Ao sinal de problema —na economia, nos bancos ou na Bolsa—, sempre acionou o botão mágico de criar dinheiro, com o quantitative easing (QE). Em 2020, Caríbdis apareceu de repente, e o timoneiro apontou a proa na direção de Cila. “Todo vapor!”
O balanço do Fed saltou de US$ 4 trilhões para US$ 9 trilhões, injeção monetária sem precedentes na história. Nem mesmo durante a temerária gestão do Fed na década de 1970 houve tamanha ousadia.

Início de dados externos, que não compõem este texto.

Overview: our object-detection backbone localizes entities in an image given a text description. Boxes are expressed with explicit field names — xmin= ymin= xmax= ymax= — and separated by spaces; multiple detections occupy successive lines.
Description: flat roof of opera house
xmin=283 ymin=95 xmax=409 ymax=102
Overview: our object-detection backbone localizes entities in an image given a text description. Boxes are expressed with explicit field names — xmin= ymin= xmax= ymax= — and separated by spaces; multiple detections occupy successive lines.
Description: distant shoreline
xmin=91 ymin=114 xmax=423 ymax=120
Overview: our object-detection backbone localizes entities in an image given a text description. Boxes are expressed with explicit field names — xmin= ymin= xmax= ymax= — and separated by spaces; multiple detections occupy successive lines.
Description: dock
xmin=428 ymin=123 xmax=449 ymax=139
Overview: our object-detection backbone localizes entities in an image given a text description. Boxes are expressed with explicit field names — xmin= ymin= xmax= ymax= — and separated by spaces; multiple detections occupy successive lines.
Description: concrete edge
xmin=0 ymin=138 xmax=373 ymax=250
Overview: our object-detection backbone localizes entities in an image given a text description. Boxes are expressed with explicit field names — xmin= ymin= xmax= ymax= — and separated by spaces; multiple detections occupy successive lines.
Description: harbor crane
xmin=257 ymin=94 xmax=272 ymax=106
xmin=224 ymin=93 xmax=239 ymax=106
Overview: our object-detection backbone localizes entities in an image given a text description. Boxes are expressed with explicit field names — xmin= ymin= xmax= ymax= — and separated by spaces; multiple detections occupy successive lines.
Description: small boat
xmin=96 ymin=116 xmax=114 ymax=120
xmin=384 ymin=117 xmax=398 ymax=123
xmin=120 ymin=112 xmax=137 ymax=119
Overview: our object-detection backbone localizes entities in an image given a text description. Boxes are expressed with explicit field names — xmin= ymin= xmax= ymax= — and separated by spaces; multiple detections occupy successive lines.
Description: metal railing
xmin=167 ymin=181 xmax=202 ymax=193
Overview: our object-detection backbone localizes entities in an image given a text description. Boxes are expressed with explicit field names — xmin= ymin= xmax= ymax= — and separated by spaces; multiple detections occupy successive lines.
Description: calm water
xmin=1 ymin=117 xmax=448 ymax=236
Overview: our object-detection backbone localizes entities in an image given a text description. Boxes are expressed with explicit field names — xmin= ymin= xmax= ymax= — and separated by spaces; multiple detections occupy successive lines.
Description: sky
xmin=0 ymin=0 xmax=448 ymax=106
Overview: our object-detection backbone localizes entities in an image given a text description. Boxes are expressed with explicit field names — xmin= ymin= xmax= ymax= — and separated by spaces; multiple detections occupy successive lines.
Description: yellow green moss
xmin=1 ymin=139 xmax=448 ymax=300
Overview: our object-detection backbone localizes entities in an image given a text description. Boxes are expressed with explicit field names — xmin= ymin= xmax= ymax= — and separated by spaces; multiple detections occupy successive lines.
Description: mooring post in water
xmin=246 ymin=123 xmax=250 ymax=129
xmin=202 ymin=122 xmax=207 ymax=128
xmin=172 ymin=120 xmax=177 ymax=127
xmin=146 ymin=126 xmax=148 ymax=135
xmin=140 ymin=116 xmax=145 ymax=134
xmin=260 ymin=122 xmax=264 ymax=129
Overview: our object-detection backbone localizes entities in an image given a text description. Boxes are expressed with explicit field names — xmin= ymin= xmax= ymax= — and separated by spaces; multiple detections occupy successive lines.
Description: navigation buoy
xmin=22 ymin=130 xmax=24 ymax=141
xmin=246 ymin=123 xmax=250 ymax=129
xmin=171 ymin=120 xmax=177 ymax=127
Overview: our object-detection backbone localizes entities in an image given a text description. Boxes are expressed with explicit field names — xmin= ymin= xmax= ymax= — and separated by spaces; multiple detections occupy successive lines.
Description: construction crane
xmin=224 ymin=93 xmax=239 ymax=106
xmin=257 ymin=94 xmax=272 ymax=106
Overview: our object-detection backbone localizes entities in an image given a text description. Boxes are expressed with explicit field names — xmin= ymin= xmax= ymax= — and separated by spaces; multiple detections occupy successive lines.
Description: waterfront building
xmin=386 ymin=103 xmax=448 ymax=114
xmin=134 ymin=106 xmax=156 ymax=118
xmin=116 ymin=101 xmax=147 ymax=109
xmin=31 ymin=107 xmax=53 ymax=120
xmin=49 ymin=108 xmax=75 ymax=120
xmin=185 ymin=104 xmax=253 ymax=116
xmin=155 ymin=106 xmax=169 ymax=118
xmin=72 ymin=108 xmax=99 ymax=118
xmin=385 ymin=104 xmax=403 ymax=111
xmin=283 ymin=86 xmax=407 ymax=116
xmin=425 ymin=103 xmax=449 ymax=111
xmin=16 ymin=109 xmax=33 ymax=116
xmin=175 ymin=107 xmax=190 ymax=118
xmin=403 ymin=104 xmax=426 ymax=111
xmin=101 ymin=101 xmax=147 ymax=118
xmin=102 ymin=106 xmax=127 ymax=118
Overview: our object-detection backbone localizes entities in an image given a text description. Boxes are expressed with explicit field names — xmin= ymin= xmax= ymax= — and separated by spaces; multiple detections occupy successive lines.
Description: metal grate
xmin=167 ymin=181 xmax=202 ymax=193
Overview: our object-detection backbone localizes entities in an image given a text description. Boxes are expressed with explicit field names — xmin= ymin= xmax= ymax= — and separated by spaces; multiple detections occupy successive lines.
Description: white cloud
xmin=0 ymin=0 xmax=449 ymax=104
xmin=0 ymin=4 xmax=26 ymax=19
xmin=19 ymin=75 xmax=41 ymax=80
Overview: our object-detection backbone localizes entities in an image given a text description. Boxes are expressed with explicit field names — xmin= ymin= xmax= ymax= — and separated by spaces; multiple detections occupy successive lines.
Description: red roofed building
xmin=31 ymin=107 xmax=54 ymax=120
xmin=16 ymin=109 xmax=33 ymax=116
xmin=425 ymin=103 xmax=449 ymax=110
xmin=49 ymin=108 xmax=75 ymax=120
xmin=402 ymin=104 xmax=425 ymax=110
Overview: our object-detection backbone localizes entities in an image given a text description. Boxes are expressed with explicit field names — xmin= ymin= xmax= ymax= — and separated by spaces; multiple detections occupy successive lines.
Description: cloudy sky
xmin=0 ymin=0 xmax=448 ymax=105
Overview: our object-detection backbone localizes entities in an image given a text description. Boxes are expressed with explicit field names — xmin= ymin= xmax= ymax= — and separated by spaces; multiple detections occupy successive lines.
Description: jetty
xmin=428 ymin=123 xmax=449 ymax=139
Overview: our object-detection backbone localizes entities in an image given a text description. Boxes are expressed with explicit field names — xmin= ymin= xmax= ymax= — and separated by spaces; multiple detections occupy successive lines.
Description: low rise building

O discurso repetido exaustivamente em 2021 de que a inflação era temporária foi alterado ao se avistarem as enormes cabeças de Cila. A inflação em dólar chegou a 8,6% nos últimos 12 meses, e o Fed surpreendeu na semana passada ao subir as taxas de juro em 0,75 ponto percentual, mais que o 0,50 ponto do nosso banco central. “Timoneiro! Todo o leme à bombordo, direção… Caríbdis?” Ops.
Na semana passada, a Bolsa americana entrou no território do temido “bear market”, caindo mais de 20% em relação ao seu ponto mais alto de janeiro. Há uma enxurrada de revisões de crescimento econômico, sempre para baixo.
Muitos investidores reconhecem que, no passado, sempre que os juros em dólar subiram, algo colapsou em algum ponto da economia. Assim, se protegem vendendo algumas posições. Mas ainda podem estar otimistas em demasia.
Circula uma crença equivocada de que a inflação tem a ver com as rupturas das cadeias de suprimento, com a guerra, e com a ganância das empresas de petróleo e energia. Tão logo tais fatores forem mitigados, creem, a inflação retrocederá. Errado.
A inflação tem origem monetária. Nos anos 1970, o Fed acreditou na tese furada de inflação de custos, jogou a culpa nos árabes e gerou uma inflação sem precedentes. Ao assumir o cargo, Paul Volcker precisou dar um choque de mais de dez pontos percentuais nos juros para a inflação ceder.
Portanto, enquanto a taxa de juros (hoje em 1,75%) permanecer muito abaixo da inflação projetada para os 12 meses posteriores (6,5%), não haverá muita esperança para a interrupção do processo inflacionário. A contração monetária anunciada, o QT (quantitative tightening), embora positiva, levará mais de dois anos para cancelar parte das injeções extraordinárias de 2020.
O Fed tem rugido grosso, mas em ações ainda é um gatinho manhoso. É preciso que reconheça sua responsabilidade na produção da inflação primeiro para que resolva agir vigorosamente para contê-la.
Sua maior dificuldade é que a verdade pode ser revelada: na obscuridade da gruta, o Fed sempre alimentou o monstro. “Cila, eu sou o seu pai.”